After we couldn't resolve this issue until Monday evening CET, we decided to update our internal DNS (domain name services) that is partly responsible for routing the traffic from the load balancer to the homepage pages, stored in Amazon S3. Unfortunately this lead to multiple service interruptions, including the MDS from the early hours Tuesday morning CET until Tuesday afternoon. The problem was exaggerated by the delayed nature of DNS updates, even though we had set the default 24 hours for DNS updates (ttl) to one hour.

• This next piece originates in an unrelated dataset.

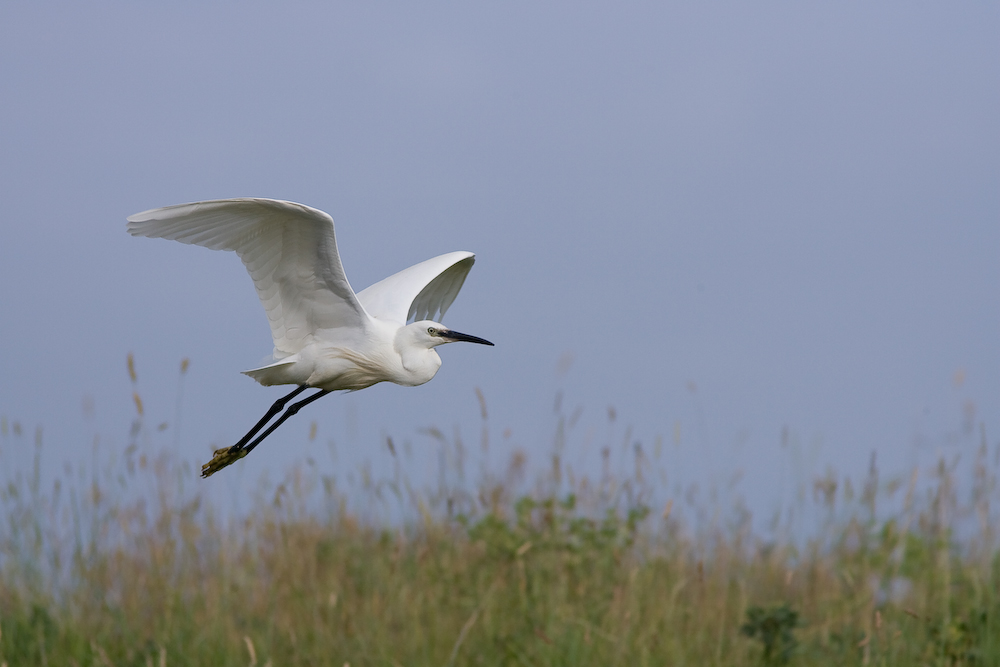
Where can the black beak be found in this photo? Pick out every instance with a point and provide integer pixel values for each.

Further investigation on Tuesday afternoon resolved the homepage issue: it was caused by mixed content (HTTPS/HTTP) on some pages, including the homepage landing page, caused by an image loaded over an insecure connection. The Chrome browser in particular has become more stringent about mixed content, leading to the error we first saw on Sunday. As part of this work all DataCite pages are now HTTPS only, with the only exception of the Schema, where requiring HTTPS could break XML validation.
We deeply apologize for the inconvenience that this service outage has caused you, and we have started work to prevent similar situations from happening again: * We have started to clean up our internal DNS, which was too complex (using a mix of public DNS and two private DNS zones), and configured in too many places. * As part of this work we have started to update our reverse proxy that is used to connect the load balancer to the respective DataCite service - using an API and Web UI for configuration instead of many configuration files. This process should be completed in the coming weeks. The MDS and blog are already using this updated service. * We have started to better separate out the various components of the search service (Frontend, Solr index, Sitemaps index) that are all running behind the search.datacite.org domain name.